There’s no doubt which of the three promoted clubs has had the finest season, but the Blades have broken their transfer record four times. Their incredible success has been built on continuity rather than cash but there have been key goals scored by Oli McBurnie and Lys Mousset, both of whom cost more than Norwich have spent in total. Meanwhile, Aston Villa have signed 12 players who cost more than Norwich’s League One left-back, and they have borrowed players from AC Milan and Chelsea. That’s why Dean Smith is under pressure and Daniel Farke absolutely is not.

Bizarrely, the real question will be whether Norwich can keep hold of Farke if they are relegated, with clubs in Germany eyeing him just as they were eyeing David Wagner even as the Terriers tumbled. Norwich’s advantage is clearly familiarity but can Farke rouse himself to build another team when he inevitably loses Max Aarons, Todd Cantwell and Emiliano Buendia this summer? It really does appear so, with Farke saying in February: “I’m proud to work for this club and no-one needs to be concerned about my future.

“I have this feeling I am totally at the right club at the moment and I feel honoured and blessed to be allowed to work for this amazing club. There could be some coaches who judge their own career by money, success or titles but to work at a place with so much unity and people who put their heart and soul into it is better than being the 24th coach in the history of a club to win the 147th title.”

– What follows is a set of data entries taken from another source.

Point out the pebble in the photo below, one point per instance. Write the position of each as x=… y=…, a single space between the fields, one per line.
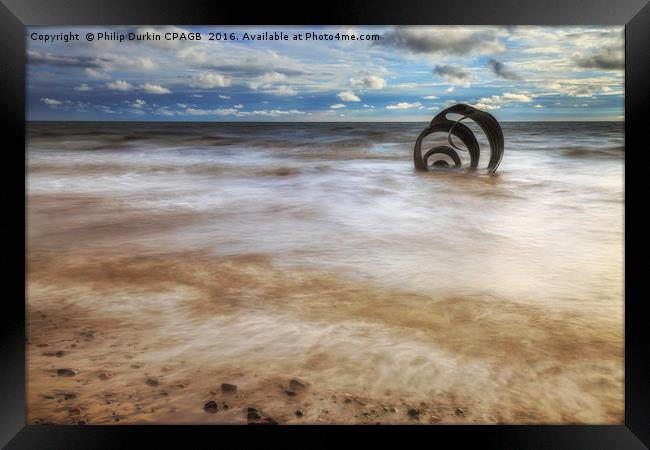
x=66 y=372
x=211 y=407
x=296 y=385
x=227 y=387
x=253 y=413
x=414 y=413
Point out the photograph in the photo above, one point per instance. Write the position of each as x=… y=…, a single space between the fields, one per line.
x=325 y=225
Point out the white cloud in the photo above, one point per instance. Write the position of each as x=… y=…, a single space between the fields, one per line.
x=405 y=105
x=282 y=91
x=454 y=74
x=370 y=82
x=496 y=101
x=119 y=85
x=93 y=73
x=83 y=87
x=51 y=101
x=267 y=80
x=348 y=96
x=154 y=89
x=210 y=80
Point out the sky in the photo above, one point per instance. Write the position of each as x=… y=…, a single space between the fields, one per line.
x=402 y=74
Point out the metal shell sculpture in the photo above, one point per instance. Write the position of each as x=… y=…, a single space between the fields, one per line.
x=441 y=124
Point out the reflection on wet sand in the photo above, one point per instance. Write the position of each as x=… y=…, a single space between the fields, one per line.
x=143 y=308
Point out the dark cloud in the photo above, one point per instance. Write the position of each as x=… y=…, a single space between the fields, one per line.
x=501 y=71
x=608 y=59
x=448 y=41
x=48 y=59
x=453 y=74
x=251 y=69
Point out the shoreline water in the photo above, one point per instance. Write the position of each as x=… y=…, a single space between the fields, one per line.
x=204 y=256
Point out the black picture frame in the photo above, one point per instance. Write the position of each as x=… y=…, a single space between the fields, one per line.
x=16 y=14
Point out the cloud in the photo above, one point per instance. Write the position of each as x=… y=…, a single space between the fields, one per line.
x=92 y=73
x=348 y=96
x=51 y=101
x=278 y=112
x=47 y=59
x=119 y=85
x=405 y=105
x=445 y=40
x=154 y=89
x=496 y=101
x=83 y=87
x=501 y=71
x=581 y=87
x=369 y=82
x=210 y=80
x=608 y=59
x=281 y=90
x=267 y=80
x=268 y=83
x=454 y=74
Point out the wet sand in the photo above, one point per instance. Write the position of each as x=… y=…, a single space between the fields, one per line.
x=121 y=334
x=167 y=260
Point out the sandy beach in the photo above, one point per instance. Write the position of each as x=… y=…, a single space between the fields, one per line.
x=143 y=310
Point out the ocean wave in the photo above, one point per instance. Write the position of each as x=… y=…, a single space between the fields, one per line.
x=615 y=152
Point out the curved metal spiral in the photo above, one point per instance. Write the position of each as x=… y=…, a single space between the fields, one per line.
x=440 y=124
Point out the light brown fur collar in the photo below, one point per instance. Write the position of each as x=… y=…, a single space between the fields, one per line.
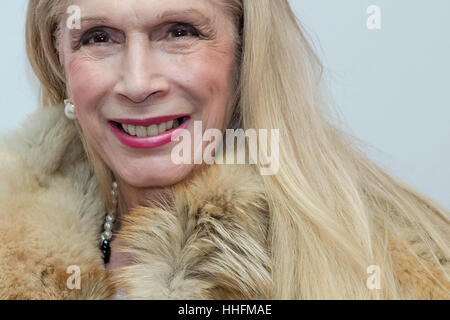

Those are words that you are unlikely to hear from any other coach at any other football club and they really should be sweet music to the ears of Norwich fans as they enter the final straight in a season which has brought plentiful woe but also pride. They could yet survive – victory over Southampton will leave them just three points from safety, after all – but if they start next season in the Championship with Farke (and crucially Stuart Webber) then that might actually be preferable to Premier League football under a different manager.